Bourse: ce qui bouge sur les marchés avant l’ouverture mercredi

LesAffaires.com et AFP|Mis à jour le 16 avril 2024

Bourse: ce qui bouge sur les marchés avant l’ouverture mercredi

(Photo: Getty Images)

Les marchés boursiers européens consolidaient leurs gains de la veille mercredi, au lendemain de nouveaux plus hauts atteints pour le DAX et le CAC 40, les investisseurs préférant toujours se focaliser sur les signes de reprise.

 

Les indices

À Wall Street, vers 7h15, les contrats à terme du S&P 500 prenaient 2 points à 4 066 points, ceux du Dow Jones avançaient de 20 points à 33 335 points, et ceux du Nasdaq augmentaient de 6 points à 13 576 points.

En Europe, les marchés étaient mitigés à mi-séance. À Londres, le FTSE 100 gagnait 102 points à 6 827 points.
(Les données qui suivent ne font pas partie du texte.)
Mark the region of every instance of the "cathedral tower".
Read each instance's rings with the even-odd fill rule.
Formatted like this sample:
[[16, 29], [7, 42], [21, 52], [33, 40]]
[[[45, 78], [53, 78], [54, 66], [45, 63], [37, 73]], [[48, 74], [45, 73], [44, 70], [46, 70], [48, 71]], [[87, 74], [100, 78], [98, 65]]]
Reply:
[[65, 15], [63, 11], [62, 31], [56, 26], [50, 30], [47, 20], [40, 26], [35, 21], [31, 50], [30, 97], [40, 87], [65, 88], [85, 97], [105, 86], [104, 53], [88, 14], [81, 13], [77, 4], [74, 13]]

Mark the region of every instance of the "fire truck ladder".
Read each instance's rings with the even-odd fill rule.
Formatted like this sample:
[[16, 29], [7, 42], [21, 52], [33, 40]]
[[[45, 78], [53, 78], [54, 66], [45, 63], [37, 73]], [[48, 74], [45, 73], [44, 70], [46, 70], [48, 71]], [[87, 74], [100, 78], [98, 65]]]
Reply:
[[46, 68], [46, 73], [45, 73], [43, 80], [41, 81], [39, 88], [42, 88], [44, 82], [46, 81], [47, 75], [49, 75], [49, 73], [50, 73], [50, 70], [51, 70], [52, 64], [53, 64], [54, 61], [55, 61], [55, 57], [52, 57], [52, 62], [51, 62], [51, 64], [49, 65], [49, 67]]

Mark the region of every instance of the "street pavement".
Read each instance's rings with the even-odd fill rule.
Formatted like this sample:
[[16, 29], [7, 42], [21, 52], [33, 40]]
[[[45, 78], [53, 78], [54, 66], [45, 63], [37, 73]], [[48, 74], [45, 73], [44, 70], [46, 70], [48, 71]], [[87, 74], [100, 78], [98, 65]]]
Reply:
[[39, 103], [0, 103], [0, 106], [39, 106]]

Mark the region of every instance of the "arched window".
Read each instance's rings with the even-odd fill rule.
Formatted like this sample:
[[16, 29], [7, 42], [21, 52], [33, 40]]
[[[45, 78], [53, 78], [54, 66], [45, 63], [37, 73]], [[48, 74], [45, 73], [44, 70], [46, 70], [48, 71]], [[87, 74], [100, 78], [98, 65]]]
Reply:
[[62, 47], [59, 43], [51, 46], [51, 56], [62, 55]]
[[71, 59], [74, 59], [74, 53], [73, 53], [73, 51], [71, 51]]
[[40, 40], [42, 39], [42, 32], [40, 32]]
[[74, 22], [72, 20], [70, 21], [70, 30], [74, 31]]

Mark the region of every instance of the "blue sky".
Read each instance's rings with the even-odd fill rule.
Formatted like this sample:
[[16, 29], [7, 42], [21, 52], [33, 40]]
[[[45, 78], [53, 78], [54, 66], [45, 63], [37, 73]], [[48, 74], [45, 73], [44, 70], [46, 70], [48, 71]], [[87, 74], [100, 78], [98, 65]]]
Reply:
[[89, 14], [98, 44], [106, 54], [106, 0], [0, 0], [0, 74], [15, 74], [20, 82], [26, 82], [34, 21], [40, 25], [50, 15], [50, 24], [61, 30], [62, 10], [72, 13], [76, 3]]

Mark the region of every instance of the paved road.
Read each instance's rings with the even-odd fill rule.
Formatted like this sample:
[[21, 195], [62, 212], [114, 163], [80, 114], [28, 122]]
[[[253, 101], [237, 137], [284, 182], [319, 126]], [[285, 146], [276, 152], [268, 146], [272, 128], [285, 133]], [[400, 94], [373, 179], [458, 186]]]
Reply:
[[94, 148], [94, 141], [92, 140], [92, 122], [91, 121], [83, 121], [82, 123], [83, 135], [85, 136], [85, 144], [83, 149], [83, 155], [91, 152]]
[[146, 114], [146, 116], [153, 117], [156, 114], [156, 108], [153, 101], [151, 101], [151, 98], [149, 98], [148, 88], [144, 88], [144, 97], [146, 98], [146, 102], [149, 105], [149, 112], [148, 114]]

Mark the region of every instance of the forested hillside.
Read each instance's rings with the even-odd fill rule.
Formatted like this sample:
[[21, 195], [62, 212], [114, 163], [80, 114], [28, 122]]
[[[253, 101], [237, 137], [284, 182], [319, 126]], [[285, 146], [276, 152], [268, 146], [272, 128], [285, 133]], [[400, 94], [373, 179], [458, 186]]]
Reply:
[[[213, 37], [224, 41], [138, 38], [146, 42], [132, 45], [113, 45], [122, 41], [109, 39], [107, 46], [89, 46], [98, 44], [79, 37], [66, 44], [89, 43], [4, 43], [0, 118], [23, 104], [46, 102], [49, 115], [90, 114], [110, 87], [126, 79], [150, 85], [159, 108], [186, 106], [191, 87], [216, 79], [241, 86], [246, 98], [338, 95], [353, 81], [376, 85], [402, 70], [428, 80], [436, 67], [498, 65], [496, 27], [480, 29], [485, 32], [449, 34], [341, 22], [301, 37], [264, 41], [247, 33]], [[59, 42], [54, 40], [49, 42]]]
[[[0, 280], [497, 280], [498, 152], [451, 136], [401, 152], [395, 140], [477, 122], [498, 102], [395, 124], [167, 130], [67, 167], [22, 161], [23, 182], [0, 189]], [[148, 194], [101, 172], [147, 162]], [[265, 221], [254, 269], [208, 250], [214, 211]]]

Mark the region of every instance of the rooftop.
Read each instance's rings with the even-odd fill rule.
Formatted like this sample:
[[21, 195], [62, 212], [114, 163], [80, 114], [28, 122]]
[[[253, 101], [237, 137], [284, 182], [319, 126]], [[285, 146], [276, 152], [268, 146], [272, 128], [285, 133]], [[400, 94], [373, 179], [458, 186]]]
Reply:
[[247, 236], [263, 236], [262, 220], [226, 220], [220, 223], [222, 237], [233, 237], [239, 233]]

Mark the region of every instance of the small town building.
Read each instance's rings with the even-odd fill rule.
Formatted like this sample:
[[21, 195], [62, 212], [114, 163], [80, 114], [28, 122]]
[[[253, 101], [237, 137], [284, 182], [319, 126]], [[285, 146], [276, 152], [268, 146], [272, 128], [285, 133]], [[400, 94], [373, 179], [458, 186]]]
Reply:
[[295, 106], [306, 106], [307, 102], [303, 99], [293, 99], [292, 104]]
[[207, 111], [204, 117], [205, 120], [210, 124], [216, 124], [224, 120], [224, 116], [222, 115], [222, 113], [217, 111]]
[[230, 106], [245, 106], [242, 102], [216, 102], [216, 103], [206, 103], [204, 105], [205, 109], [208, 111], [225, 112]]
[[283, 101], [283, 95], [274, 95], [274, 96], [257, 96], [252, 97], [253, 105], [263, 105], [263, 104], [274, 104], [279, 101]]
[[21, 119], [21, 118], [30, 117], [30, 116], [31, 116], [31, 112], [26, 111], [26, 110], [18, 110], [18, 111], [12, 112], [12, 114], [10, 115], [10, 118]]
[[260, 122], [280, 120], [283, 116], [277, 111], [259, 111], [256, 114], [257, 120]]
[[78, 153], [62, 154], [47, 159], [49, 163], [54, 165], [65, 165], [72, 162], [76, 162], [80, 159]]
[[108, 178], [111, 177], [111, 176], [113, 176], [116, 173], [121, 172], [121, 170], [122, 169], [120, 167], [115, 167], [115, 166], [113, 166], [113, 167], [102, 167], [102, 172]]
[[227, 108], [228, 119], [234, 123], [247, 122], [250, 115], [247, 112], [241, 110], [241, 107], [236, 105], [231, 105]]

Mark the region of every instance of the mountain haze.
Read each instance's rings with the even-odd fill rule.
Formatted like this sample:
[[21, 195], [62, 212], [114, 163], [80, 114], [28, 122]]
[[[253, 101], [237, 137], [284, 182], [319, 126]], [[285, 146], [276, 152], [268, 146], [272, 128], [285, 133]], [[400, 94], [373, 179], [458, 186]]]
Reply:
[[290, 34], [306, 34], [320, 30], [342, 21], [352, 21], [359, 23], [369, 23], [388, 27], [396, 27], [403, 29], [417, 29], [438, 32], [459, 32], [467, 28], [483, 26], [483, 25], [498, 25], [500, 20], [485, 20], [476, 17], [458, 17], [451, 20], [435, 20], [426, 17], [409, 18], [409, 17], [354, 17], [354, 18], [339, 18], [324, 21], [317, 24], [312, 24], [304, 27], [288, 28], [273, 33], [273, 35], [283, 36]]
À Paris, le CAC 40 prenait 11 points à 6 137 points et à Francfort, le DAX perdait 2 points à 15 193 points.

En Asie, la Bourse de Tokyo a repris des couleurs (+0,12%) après son retrait conséquent la veille, tandis que l’action de Toshiba a décollé à la suite d’une offre de rachat.

Les Bourses chinoises ont terminé quant à elle en baisse, Hong Kong reculant de 0,9% tandis que la Bourse de Shanghai a cédé 0,1%. 

 

Le contexte

Outre-Atlantique, Wall Street a clôturé en petite baisse à l’issue d’une séance terne mardi. 
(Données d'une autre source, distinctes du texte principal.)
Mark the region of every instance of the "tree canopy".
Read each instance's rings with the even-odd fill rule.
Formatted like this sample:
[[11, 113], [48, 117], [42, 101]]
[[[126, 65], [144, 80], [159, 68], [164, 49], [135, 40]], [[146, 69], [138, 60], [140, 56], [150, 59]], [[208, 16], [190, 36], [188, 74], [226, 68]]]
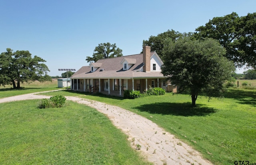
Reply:
[[50, 70], [43, 63], [44, 62], [46, 61], [36, 56], [32, 58], [28, 51], [13, 52], [10, 48], [7, 48], [6, 52], [0, 54], [0, 85], [12, 84], [16, 89], [20, 88], [20, 83], [51, 81], [47, 74]]
[[109, 42], [99, 44], [95, 47], [92, 57], [87, 56], [86, 60], [88, 62], [96, 62], [100, 59], [112, 58], [123, 56], [122, 50], [116, 48], [116, 44], [111, 44]]
[[232, 62], [224, 56], [226, 50], [216, 40], [179, 38], [165, 46], [162, 73], [178, 91], [188, 90], [192, 105], [200, 92], [209, 97], [220, 95], [222, 84], [235, 70]]
[[198, 39], [217, 40], [227, 51], [225, 56], [237, 66], [256, 67], [256, 12], [241, 17], [233, 12], [214, 17], [196, 31]]
[[180, 37], [189, 35], [182, 34], [172, 29], [167, 32], [158, 34], [157, 36], [150, 36], [148, 40], [143, 40], [143, 46], [147, 45], [150, 47], [152, 51], [156, 51], [157, 54], [161, 58], [163, 55], [164, 48], [168, 45], [169, 42], [174, 42]]

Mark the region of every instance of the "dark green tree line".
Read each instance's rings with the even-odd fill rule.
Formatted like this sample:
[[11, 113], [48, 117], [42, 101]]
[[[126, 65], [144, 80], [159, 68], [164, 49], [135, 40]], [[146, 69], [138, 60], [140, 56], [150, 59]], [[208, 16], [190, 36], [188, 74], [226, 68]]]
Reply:
[[[0, 55], [0, 85], [12, 84], [13, 88], [20, 88], [20, 83], [30, 81], [51, 81], [47, 74], [50, 70], [43, 64], [46, 61], [28, 51], [13, 52], [10, 48]], [[16, 82], [17, 84], [16, 84]]]

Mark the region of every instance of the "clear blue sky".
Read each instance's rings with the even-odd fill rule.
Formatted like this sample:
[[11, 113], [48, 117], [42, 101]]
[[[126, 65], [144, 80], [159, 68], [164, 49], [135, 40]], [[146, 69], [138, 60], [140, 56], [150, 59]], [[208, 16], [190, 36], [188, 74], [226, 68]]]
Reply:
[[194, 32], [233, 12], [244, 16], [256, 12], [256, 1], [0, 0], [0, 53], [28, 50], [56, 76], [58, 68], [88, 65], [86, 57], [99, 44], [116, 43], [124, 56], [138, 54], [150, 36]]

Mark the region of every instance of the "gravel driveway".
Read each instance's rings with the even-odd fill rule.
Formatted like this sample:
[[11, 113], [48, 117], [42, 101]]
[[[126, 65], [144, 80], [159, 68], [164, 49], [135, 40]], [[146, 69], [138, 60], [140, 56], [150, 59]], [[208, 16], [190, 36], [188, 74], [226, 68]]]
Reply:
[[[0, 99], [0, 103], [50, 96], [27, 94]], [[129, 136], [132, 147], [155, 165], [211, 165], [198, 151], [181, 142], [145, 117], [120, 107], [78, 97], [65, 96], [67, 100], [86, 104], [106, 114], [117, 127]], [[193, 164], [194, 163], [194, 164]]]

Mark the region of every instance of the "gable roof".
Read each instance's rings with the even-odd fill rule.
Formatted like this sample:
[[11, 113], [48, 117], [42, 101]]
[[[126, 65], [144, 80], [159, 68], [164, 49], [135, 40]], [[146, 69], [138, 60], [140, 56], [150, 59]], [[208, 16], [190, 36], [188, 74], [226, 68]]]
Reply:
[[[150, 52], [150, 57], [154, 54], [158, 56], [156, 52]], [[124, 60], [126, 60], [128, 63], [130, 62], [130, 64], [133, 64], [128, 70], [123, 70], [122, 62]], [[133, 64], [134, 62], [135, 64]], [[101, 64], [101, 65], [99, 64]], [[160, 72], [138, 72], [144, 66], [142, 54], [99, 60], [93, 64], [94, 66], [100, 66], [94, 72], [91, 72], [89, 66], [83, 66], [74, 74], [71, 78], [73, 79], [130, 79], [164, 77]], [[104, 69], [103, 71], [102, 69]]]

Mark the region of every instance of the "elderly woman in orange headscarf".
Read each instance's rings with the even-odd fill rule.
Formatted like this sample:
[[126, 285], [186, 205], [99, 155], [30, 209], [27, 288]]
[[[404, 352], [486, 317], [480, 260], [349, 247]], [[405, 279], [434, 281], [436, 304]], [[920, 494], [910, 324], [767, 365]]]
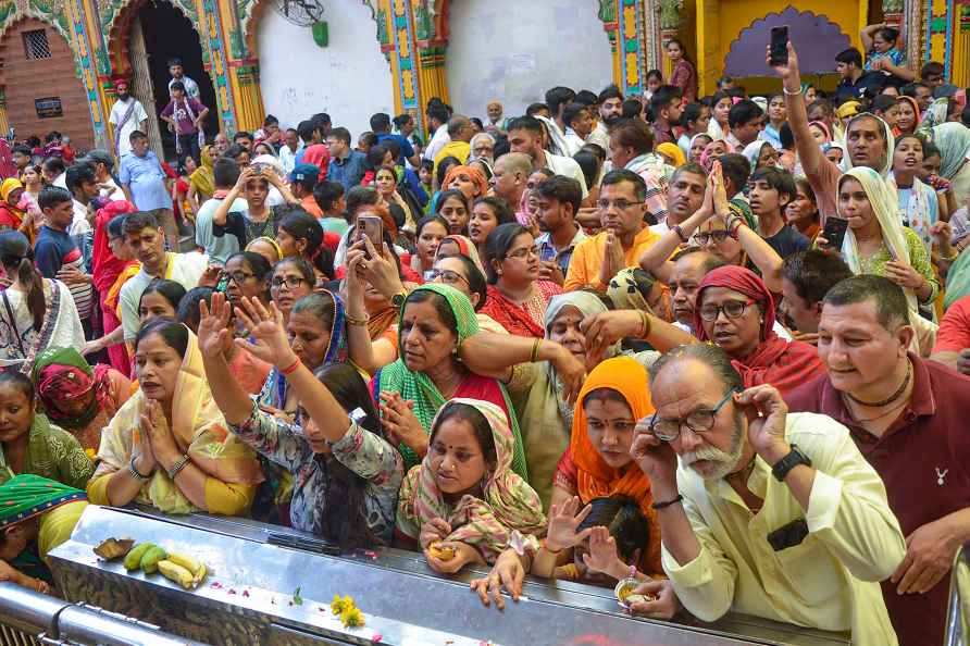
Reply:
[[460, 190], [469, 202], [474, 202], [488, 192], [488, 181], [474, 166], [452, 166], [442, 183], [442, 190], [450, 188]]
[[24, 195], [24, 185], [20, 179], [10, 177], [0, 184], [0, 228], [10, 227], [18, 231], [30, 240], [34, 246], [36, 239], [36, 227], [34, 226], [34, 216], [21, 209], [20, 201]]
[[[630, 456], [637, 421], [654, 412], [647, 371], [635, 359], [607, 359], [589, 373], [576, 401], [572, 439], [555, 475], [545, 544], [535, 555], [502, 552], [486, 579], [472, 582], [483, 601], [493, 598], [501, 607], [502, 585], [517, 598], [530, 570], [611, 585], [618, 579], [637, 579], [646, 582], [648, 589], [642, 591], [660, 599], [644, 608], [645, 613], [675, 613], [676, 596], [660, 564], [660, 523], [650, 480]], [[606, 526], [585, 522], [606, 498], [636, 505], [646, 520], [646, 539], [630, 562], [620, 558], [618, 541]]]

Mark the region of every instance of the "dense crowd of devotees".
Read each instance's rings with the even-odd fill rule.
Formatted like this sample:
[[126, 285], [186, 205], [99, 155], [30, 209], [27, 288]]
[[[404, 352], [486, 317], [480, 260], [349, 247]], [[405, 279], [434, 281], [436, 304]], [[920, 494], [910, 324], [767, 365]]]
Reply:
[[[634, 614], [943, 643], [970, 539], [970, 112], [884, 25], [834, 92], [555, 87], [202, 131], [51, 133], [0, 187], [0, 580], [57, 594], [88, 504], [423, 552]], [[863, 60], [865, 59], [865, 60]], [[192, 89], [195, 88], [195, 89]], [[357, 135], [355, 138], [353, 135]], [[960, 457], [962, 456], [962, 458]]]

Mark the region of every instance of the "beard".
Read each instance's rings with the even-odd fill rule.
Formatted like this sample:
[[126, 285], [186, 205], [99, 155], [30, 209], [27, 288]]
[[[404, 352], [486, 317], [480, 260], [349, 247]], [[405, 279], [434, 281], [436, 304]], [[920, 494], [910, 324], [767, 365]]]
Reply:
[[741, 456], [744, 452], [744, 413], [737, 411], [737, 414], [734, 415], [734, 435], [731, 437], [730, 450], [723, 451], [717, 447], [705, 445], [696, 451], [687, 451], [682, 455], [681, 462], [684, 468], [687, 468], [699, 460], [706, 460], [707, 462], [710, 462], [710, 467], [704, 472], [695, 470], [695, 473], [709, 482], [721, 480], [733, 472], [735, 467], [737, 467], [737, 462], [741, 460]]

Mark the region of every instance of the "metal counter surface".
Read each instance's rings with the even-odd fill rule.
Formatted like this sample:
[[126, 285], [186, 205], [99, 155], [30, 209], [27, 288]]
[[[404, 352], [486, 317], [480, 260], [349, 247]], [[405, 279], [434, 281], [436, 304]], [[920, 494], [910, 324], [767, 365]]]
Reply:
[[[51, 552], [52, 569], [72, 600], [85, 600], [212, 644], [384, 644], [537, 646], [841, 646], [844, 635], [729, 614], [713, 624], [692, 618], [663, 622], [621, 613], [612, 591], [530, 579], [524, 598], [505, 612], [486, 608], [468, 582], [434, 573], [420, 554], [397, 549], [326, 556], [268, 544], [270, 534], [306, 533], [246, 519], [90, 506], [72, 539]], [[187, 592], [160, 576], [127, 573], [100, 561], [92, 547], [107, 537], [151, 541], [206, 562], [209, 577]], [[300, 588], [302, 605], [293, 602]], [[344, 629], [331, 614], [335, 594], [352, 596], [366, 618]]]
«Les marchés boursiers européens consolident après les solides gains d’hier (…). Leur récent pic a inspiré des prises de bénéfices, mais la poursuite du mouvement haussier record paraît toujours probable», selon Milan Cutkovic, analyste marchés pour Axi.

Ce sont «les actions britanniques (qui) montrent la voie ce matin», avec le FTSE 100 qui est monté «à son plus haut depuis le début de l’année, au-dessus de 6 900 points», souligne Connor Campbell, analyste de Spreadex.com.
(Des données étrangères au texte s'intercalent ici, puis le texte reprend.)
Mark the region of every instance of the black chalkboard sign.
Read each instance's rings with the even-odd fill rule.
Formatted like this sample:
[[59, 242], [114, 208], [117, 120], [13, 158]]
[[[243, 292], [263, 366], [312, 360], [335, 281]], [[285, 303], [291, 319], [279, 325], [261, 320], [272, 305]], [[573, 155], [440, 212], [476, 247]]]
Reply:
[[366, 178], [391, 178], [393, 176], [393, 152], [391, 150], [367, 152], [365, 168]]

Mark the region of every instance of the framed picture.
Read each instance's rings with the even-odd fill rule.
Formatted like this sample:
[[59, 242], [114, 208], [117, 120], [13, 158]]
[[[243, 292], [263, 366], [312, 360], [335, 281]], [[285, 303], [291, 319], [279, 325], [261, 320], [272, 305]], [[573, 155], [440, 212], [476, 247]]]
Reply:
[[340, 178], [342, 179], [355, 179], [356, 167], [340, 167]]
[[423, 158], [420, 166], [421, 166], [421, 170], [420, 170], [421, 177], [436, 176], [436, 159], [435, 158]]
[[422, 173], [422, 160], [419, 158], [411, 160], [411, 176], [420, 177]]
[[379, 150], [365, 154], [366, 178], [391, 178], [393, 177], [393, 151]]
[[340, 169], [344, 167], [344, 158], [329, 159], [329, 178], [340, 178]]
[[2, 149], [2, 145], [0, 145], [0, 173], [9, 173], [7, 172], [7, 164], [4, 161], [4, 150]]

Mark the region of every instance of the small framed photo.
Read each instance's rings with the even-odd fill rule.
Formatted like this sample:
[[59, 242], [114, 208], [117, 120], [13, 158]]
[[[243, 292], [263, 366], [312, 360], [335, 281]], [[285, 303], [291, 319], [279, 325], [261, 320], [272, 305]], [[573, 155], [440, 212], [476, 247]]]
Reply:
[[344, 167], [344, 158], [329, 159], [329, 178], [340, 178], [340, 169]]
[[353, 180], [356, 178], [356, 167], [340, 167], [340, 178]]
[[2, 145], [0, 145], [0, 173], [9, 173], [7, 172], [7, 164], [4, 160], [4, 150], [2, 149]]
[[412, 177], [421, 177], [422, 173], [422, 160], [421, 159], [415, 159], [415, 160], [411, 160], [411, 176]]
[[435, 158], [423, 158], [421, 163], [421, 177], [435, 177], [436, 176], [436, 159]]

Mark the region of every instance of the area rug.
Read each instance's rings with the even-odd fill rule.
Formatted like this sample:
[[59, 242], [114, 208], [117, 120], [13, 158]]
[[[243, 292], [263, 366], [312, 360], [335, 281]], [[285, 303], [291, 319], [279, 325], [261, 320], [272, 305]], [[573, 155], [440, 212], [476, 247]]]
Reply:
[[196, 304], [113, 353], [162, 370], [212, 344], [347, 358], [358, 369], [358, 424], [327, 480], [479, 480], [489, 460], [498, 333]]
«Le FMI revoit à la hausse sa prévision pour la croissance mondiale en 2021. Les marchés vont voir ici une confirmation de leurs anticipations», relève pour sa part Hervé Goulletquer, stratégiste chez LBPAM.

«L’essentiel du message de l’institution internationale est pourtant peut-être ailleurs: l’amélioration sur le front de la croissance est asynchrone», ajoute-t-il.

Mais cette «idée d’une reprise mondiale en ordre dispersé (…) n’a pas provoqué d’inquiétudes particulières chez les investisseurs», estime Christopher Dembik, directeur associé chez Berenberg.

Sur le front sanitaire également, l’écart se creusait entre l’Europe et les États-Unis: alors que la Californie prévoit de rouvrir toutes ses activités économiques le 15 juin, grâce à la campagne de vaccination américaine menée tambour battant, aucun des 27 pays de l’Union européenne n’a atteint fin mars l’objectif de vacciner 80% des personnes de plus de 80 ans.

En France, l’activité du secteur privé s’est finalement stabilisée au mois de mars, selon un indice définitif publié par le cabinet IHS Markit, alors qu’une première estimation provisoire avait fait état d’une légère contraction.

Les chiffres de la balance commerciale américaine pour février sont également attendus.

Les ministres des Finances et banquiers centraux du G20 se réunissent en outre virtuellement ce mercredi pour évoquer la coordination des mesures de relance visant à contrer les effets de la pandémie de coronavirus, l’aide aux pays pauvres ou encore la taxation internationale.

Les minutes de la dernière réunion de politique monétaire de la Fed seront par ailleurs publiées après la clôture des marchés européens. 

Le marché obligataire restait stable, les taux d’emprunt variant peu des deux côtés de l’Atlantique.

 

Du côté du pétrole

Vers 7h30, le baril de WTI américain augmentait de 0,76% à 59,78 $US et le baril de Brent de la mer du Nord gagnait 0,88% à 63,29 $US.